= The Genomic HyperBrowser =

The Genomic HyperBrowser is a web-based system for statistical analysis of genomic annotation data.

==History==
The Genomic HyperBrowser has been developed since early 2008 and went public in December 2010. The latest version of the system (v1.6) was released in May 2013. The system is developed by the Norwegian Bioinformatics Platform, a joint project between the University of Bergen, the University of Oslo, the Norwegian University of Science and Technology, the University of Tromsø and the Norwegian University of Life Sciences. The Genomic HyperBrowser is free software under the GNU GPL v3.

==Use==
The HyperBrowser allows a range of genomic investigations (for example, including regulation of gene expression, disease association or epigenetic modifications of the genome).

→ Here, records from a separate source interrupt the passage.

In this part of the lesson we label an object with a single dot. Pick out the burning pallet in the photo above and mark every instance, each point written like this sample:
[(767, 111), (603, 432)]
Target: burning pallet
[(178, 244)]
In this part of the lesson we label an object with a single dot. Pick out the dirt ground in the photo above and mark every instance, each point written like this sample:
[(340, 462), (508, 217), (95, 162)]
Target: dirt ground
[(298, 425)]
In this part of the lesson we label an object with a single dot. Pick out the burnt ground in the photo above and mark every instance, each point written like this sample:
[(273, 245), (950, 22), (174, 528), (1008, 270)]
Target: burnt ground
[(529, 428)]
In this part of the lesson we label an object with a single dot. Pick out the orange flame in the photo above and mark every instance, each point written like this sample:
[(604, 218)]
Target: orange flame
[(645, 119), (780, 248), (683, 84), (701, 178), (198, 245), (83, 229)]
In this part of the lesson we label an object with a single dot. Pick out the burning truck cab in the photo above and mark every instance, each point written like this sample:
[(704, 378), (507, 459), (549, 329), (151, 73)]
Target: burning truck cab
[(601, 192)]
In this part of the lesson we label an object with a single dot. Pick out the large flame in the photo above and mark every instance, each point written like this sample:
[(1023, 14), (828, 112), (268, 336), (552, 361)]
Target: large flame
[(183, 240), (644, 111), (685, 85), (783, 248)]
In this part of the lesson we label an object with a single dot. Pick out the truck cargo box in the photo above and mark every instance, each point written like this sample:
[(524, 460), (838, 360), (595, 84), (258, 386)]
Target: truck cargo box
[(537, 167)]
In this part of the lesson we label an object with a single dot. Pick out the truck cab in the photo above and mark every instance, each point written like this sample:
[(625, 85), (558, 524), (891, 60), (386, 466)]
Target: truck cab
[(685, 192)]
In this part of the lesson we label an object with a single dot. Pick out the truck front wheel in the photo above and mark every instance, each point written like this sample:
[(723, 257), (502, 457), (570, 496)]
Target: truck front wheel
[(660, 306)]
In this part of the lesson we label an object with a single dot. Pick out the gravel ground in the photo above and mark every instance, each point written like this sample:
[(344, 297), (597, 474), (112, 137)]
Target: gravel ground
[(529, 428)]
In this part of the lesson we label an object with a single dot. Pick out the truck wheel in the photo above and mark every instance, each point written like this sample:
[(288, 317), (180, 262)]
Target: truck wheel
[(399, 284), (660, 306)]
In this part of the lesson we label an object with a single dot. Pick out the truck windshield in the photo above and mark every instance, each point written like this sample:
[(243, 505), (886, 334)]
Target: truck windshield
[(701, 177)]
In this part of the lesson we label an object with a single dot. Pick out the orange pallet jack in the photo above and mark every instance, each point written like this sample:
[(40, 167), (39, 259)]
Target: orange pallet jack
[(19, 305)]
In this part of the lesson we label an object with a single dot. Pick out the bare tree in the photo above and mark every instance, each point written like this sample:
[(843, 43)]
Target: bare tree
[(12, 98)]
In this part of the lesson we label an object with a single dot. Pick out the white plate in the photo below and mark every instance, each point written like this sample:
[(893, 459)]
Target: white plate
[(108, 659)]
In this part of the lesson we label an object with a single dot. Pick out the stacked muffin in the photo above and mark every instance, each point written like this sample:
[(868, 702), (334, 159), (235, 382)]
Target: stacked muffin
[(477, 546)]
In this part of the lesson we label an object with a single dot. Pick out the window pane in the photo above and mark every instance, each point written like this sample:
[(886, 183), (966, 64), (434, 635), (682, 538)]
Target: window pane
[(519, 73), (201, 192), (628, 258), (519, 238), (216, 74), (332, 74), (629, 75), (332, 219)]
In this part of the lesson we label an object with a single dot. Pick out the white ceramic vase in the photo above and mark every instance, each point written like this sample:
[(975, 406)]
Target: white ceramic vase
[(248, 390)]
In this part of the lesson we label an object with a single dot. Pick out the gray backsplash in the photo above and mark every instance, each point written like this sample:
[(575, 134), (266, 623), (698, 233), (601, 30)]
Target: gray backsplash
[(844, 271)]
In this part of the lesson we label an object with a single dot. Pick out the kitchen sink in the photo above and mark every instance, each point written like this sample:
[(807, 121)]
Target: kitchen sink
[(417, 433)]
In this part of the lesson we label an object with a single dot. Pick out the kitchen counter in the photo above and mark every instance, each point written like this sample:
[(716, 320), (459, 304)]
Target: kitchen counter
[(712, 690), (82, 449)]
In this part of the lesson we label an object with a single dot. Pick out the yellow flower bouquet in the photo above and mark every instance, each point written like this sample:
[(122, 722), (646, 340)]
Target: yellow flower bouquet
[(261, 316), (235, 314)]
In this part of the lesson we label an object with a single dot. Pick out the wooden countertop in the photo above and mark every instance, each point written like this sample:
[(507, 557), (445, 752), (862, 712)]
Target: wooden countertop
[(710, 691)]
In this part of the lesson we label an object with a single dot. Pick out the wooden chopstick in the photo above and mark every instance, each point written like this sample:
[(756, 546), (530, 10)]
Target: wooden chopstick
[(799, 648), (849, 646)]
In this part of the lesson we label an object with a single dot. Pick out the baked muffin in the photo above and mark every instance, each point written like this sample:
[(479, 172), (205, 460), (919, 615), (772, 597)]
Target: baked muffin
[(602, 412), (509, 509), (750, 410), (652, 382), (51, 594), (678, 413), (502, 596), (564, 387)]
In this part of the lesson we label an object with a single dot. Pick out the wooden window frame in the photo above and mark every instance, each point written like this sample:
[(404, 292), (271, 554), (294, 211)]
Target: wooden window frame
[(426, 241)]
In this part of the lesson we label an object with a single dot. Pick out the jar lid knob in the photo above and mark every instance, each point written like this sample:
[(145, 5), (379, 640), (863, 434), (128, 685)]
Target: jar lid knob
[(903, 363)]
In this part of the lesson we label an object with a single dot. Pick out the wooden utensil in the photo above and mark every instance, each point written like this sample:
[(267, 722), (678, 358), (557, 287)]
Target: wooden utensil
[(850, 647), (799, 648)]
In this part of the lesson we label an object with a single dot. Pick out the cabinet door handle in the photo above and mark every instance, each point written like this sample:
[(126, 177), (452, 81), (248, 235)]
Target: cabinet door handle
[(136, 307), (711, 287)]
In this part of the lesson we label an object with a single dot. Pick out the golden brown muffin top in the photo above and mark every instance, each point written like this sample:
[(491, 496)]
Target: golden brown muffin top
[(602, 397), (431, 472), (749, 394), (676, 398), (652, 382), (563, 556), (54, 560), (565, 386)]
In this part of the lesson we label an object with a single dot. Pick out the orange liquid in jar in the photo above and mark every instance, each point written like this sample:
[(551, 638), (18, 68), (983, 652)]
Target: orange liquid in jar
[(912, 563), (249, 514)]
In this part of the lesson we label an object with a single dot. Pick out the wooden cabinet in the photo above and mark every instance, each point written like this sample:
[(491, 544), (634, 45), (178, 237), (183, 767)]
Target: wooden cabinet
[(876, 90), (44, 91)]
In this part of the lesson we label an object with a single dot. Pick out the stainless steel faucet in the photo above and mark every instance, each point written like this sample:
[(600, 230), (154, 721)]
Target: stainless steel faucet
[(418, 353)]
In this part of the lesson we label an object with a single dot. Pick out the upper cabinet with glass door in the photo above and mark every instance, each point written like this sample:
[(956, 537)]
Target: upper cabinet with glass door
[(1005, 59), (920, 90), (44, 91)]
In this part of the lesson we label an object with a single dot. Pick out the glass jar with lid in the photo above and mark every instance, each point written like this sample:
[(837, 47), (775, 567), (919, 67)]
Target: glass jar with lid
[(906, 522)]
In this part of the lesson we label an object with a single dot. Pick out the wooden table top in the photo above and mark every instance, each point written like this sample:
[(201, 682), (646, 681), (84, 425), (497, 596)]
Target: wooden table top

The primary focus of the system is on statistical inference on relations between genomic tracks, though simpler descriptive statistics and analysis of individual tracks is also supported. An example of analysis is to investigate the relationship between histone modifications and gene expression, using ChIP-based tracks of histone modifications versus tracks of genes marked with expression values from a microarray experiment. The web server includes a sizable collection of annotation tracks, and also supports user-uploaded tracks. The Genomic HyperBrowser runs as a stand-alone system, but is tightly integrated with the Galaxy scientific workflow platform for handling of genomic data, especially at the user interface side.

A project to compile a differential disease regulome used the Genomic HyperBrowser in mapping transcription factors against all human diseases.